THERE’S SO MUCH TO LEARN, BUT IT’S NOT THAT HARD, FOLKS

Throughout this book, I’m going to share strategies and techniques with you for leveraging social media to achieve social commerce success. I’m not going to lie, there’s a lot to learn, but I also want to assure you it is not difficult to do. I hear it from people all the time. Business owners tell me they’ve spent hours creating campaigns and content. Some of them have spent real money hiring “experts” to help them get their businesses on social media. After spending all this time and even money, they may find they have “Likes” or “followers.” But what they don’t have is increased sales, and they’re not making more money. That may be social media success, but that’s not the same as success in social commerce. I can’t hear the ka-ching.

I’ve been in business long enough to learn not to spend my money on things that don’t bring me a solid return on my investment. And as for time? Well, that’s even more valuable to me than money. I can always find ways to earn money, but time is irreplaceable and none of us knows when it will run out! I am not here to make you a “social media marketing expert.” Instead, I am here to help you use these social media tools effectively to help you make more money. It’s as simple as that.
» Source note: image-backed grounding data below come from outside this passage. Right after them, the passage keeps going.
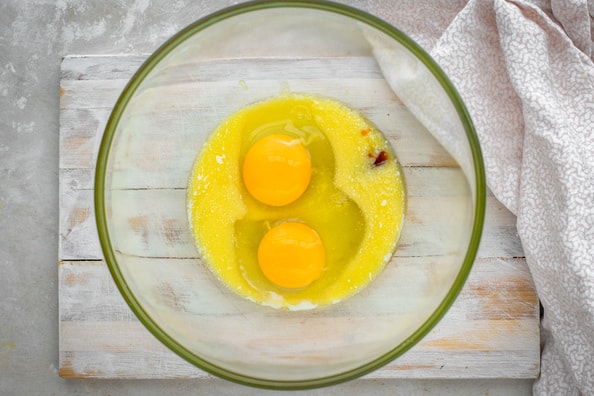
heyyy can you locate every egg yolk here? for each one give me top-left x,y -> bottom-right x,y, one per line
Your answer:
258,222 -> 325,289
242,134 -> 311,206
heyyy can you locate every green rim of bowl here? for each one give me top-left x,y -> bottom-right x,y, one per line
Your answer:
95,0 -> 486,390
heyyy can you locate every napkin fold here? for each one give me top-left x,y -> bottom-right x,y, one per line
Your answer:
373,0 -> 594,393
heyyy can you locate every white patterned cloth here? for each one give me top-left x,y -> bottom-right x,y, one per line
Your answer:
373,0 -> 594,394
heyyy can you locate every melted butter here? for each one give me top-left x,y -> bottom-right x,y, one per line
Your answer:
187,94 -> 405,310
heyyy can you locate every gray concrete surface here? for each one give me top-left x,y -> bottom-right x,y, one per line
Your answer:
0,0 -> 534,394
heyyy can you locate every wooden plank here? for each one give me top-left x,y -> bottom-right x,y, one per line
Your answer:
61,54 -> 149,81
60,55 -> 384,82
59,350 -> 205,379
59,55 -> 455,177
58,55 -> 538,380
59,86 -> 455,174
58,108 -> 111,169
59,183 -> 523,261
58,258 -> 539,379
59,258 -> 536,323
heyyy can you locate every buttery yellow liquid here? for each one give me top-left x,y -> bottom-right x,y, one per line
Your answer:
187,94 -> 405,310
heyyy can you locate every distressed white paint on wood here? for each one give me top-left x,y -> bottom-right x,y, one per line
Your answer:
60,55 -> 384,82
59,257 -> 538,379
59,86 -> 455,175
60,258 -> 536,323
59,184 -> 522,261
59,55 -> 539,379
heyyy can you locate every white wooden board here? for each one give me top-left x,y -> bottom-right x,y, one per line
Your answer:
58,55 -> 539,379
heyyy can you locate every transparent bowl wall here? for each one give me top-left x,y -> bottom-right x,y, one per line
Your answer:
97,2 -> 485,389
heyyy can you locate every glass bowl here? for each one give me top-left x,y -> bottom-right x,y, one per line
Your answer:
95,0 -> 486,390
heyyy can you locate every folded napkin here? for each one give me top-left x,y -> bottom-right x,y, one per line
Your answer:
372,0 -> 594,393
If we’re going to spend our precious time on social media, we need to make it pay off in real money, return on investment. We’re going to explore social commerce concepts, principles, and practices that are eternal. The techniques, tools, and strategies you learn here will apply no matter what new and exciting tools lay ahead. I can tell you, for sure, that those new things are coming.
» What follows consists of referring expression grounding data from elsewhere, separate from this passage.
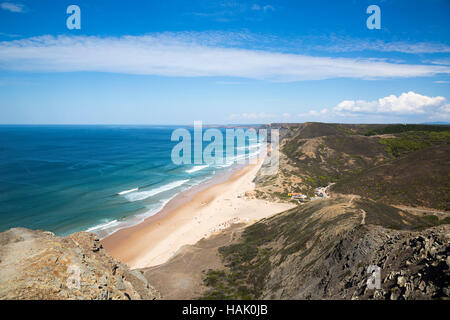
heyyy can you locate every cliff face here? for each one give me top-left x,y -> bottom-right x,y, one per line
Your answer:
0,228 -> 160,300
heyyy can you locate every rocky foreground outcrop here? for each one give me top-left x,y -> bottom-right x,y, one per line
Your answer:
0,228 -> 160,300
318,223 -> 450,300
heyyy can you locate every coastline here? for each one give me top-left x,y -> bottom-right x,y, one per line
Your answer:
102,152 -> 294,269
91,163 -> 247,239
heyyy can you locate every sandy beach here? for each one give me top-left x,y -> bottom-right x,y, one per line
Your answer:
102,153 -> 294,269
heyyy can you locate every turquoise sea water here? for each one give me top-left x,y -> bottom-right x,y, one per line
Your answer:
0,125 -> 262,237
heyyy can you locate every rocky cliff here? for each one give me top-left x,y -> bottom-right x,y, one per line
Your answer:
0,228 -> 160,300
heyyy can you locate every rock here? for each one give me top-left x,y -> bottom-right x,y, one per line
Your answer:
426,283 -> 436,295
373,290 -> 384,300
443,287 -> 450,297
397,276 -> 406,287
404,282 -> 414,299
99,275 -> 108,286
0,228 -> 160,300
115,276 -> 126,291
390,287 -> 401,300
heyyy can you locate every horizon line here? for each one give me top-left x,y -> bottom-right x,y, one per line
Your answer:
0,122 -> 449,126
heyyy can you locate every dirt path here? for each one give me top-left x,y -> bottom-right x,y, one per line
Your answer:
360,209 -> 366,225
350,195 -> 355,204
394,206 -> 449,216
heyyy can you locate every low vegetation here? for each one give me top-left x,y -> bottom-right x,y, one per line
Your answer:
199,123 -> 450,300
257,122 -> 450,210
200,198 -> 445,299
364,124 -> 450,136
378,130 -> 450,158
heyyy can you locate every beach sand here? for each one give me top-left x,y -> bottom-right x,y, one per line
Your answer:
102,154 -> 294,269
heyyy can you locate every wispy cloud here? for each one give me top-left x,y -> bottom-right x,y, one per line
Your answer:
0,32 -> 20,38
310,37 -> 450,54
191,32 -> 450,55
190,2 -> 274,22
427,58 -> 450,66
251,4 -> 275,12
0,2 -> 25,13
229,112 -> 276,120
0,34 -> 449,82
299,108 -> 329,117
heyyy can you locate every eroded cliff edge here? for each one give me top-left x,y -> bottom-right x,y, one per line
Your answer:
0,228 -> 160,300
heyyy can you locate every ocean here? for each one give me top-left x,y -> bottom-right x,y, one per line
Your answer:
0,125 -> 262,237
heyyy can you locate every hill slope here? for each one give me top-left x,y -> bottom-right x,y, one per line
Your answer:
332,144 -> 450,210
256,122 -> 450,210
136,123 -> 450,300
198,197 -> 449,300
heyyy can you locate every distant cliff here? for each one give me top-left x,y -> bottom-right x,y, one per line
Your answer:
0,228 -> 160,300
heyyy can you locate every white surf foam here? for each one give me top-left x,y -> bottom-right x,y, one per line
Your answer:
117,187 -> 139,195
88,193 -> 182,239
86,219 -> 120,233
217,149 -> 262,168
186,165 -> 209,173
123,179 -> 189,202
237,142 -> 263,151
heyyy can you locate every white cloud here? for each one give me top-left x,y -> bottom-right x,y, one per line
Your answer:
439,103 -> 450,113
251,4 -> 274,12
0,32 -> 20,38
0,2 -> 25,13
0,34 -> 449,82
229,94 -> 450,123
312,37 -> 450,54
428,58 -> 450,66
333,92 -> 447,115
434,80 -> 449,84
293,92 -> 450,122
307,108 -> 328,116
428,102 -> 450,120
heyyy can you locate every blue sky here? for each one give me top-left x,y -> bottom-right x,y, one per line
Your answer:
0,0 -> 449,124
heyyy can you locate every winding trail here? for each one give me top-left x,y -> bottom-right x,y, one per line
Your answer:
349,195 -> 355,204
394,206 -> 449,216
360,209 -> 366,225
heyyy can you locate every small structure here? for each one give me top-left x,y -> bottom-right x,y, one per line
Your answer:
314,185 -> 331,198
288,192 -> 307,202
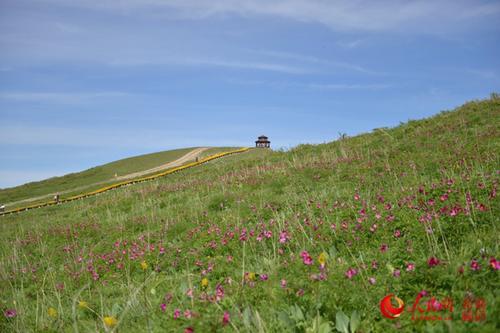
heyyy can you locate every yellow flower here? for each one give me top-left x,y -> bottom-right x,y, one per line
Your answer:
78,301 -> 89,309
48,307 -> 58,318
318,252 -> 328,266
247,272 -> 256,281
201,278 -> 209,288
103,316 -> 118,328
140,261 -> 148,270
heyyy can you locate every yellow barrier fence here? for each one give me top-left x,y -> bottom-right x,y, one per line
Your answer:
0,147 -> 251,216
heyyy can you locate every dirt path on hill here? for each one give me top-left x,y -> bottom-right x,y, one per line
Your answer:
4,147 -> 210,207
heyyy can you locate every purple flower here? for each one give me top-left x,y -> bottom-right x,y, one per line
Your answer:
259,274 -> 268,281
160,303 -> 167,312
345,268 -> 358,279
393,269 -> 401,278
300,251 -> 313,265
4,309 -> 17,318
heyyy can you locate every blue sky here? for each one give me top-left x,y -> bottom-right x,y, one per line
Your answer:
1,0 -> 499,189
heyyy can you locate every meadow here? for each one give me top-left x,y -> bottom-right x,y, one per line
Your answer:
0,96 -> 499,332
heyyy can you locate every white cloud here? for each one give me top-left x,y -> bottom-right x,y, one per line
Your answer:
0,91 -> 133,104
39,0 -> 500,33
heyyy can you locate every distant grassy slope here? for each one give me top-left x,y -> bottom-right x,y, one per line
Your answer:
0,97 -> 498,332
0,147 -> 235,205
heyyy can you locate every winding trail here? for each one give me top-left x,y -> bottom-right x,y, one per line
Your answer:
4,147 -> 210,207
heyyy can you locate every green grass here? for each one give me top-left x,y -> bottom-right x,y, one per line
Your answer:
0,147 -> 236,207
0,96 -> 498,332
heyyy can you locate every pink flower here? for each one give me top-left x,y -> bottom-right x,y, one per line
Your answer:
394,230 -> 401,238
418,290 -> 428,297
259,274 -> 268,281
186,288 -> 193,298
279,231 -> 290,244
371,260 -> 378,270
280,279 -> 287,288
184,310 -> 193,319
173,309 -> 181,319
380,244 -> 388,253
490,257 -> 500,270
393,269 -> 401,278
160,303 -> 167,312
184,328 -> 194,333
222,311 -> 230,326
215,284 -> 225,301
406,263 -> 415,271
470,259 -> 481,271
368,277 -> 376,285
296,288 -> 304,297
428,298 -> 442,311
427,257 -> 440,267
345,268 -> 358,279
4,309 -> 16,318
300,251 -> 313,265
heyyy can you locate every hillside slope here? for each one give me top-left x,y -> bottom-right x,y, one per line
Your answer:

I recently attended the South by Southwest (SXSW) conference in Austin, Texas, the largest interactive conference in the United States. I was onstage with the Original Kings of Technology (fb.com/OriginalKingsofTechnology) for a great panel discussion. While I was there, I saw the future of social technology. Sure, right now, as I write, Facebook is the number one social network. But I’ve seen technology splash on the scene, create wild and crazy hype, and then age out to be replaced by newer things. Can we all say “America Online”? “MySpace”? I know that today’s Facebook will be replaced by the next great King of the Hill. For our purposes, it doesn’t matter at all. By the end of this book, you’ll be prepared for whatever comes along as we make our own marks in the eternal cyberspace we call social commerce. Who knows, maybe the next great Madame C. J. Walker is reading this book right now. So, let’s get to work!